The Swedish city of Malmö takes dirty talk to a new level in its latest effort to clean up litter from the streets.

With the installation of talking garbage cans that emit risqué audio messages after the garbage is dumped, the authorities hope that the number of waste that is deposited will increase.

Pedestrians who throw their rubbish into one of the two bins on the city’s Davidshallsbron bridge are rewarded with a highly positive message from a sultry female voice, offering a range of responses.

“Ah, right there, yes!”, “Come back soon and do it again!” and “Hmm, a little more to the left next time” are some of the scheduled messages.

Although the seductive approach is a new tactic, talking garbage cans are nothing new in Sweden’s third-largest city. In 2017, the city council bought 18 talking cubes, although today only two are still playing, according to Citizen Free Press affiliate Expressen.

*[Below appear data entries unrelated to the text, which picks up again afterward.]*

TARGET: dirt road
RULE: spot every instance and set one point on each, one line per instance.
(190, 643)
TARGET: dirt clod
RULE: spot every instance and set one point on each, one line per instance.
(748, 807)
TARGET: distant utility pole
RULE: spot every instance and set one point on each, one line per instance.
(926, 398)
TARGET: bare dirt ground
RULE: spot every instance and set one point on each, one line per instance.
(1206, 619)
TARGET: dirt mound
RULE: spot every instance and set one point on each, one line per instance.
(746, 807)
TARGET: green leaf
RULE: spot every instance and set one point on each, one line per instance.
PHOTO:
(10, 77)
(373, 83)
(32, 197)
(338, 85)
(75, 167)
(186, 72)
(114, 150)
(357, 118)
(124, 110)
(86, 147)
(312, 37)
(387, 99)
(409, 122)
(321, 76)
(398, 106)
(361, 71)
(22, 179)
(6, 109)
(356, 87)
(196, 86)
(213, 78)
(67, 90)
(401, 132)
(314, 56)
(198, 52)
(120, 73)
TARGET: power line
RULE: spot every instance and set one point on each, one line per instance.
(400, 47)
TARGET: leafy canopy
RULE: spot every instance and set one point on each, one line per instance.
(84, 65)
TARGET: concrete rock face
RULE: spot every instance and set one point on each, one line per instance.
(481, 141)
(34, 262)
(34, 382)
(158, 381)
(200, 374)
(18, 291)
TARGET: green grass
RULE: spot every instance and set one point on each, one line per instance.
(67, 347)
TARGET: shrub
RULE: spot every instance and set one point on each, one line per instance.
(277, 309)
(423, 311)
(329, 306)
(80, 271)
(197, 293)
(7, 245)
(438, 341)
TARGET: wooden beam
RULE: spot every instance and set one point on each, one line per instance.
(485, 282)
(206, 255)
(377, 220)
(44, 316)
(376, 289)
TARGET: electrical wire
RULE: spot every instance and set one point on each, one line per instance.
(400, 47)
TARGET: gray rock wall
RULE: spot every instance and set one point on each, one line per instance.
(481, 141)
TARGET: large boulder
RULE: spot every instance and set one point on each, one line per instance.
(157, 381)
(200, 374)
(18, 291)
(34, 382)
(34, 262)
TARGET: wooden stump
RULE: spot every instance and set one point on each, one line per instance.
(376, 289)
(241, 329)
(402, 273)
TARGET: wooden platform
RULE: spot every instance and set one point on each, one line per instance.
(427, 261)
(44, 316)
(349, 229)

During the pandemic, depositors were thanked for adhering to social distancing rules, but a new era calls for a new approach, says the section chief of the city’s highway department.

“The phrases are part of the campaign’s intention to get more people talking about the dirtiest thing there is: throwing away rubbish,” Marie Persson was quoted as saying by The Local, citing Swedish newspaper Sydsvenskan.

“So please go ahead and feed the bins with more trash…yeah, that’s it.”

Malmö has long been known as a pioneer of green living, so its latest innovation may not come as a surprise. The city’s ecological drive is embodied in “Bo01 – City of Tomorrow”, a project started in 2001 that has transformed a disused and polluted shipyard in the city into a green and sustainable neighbourhood. All the energy needs of homes, shops and office buildings in the area are covered by renewable sources, and food waste is converted into biogas to run local buses.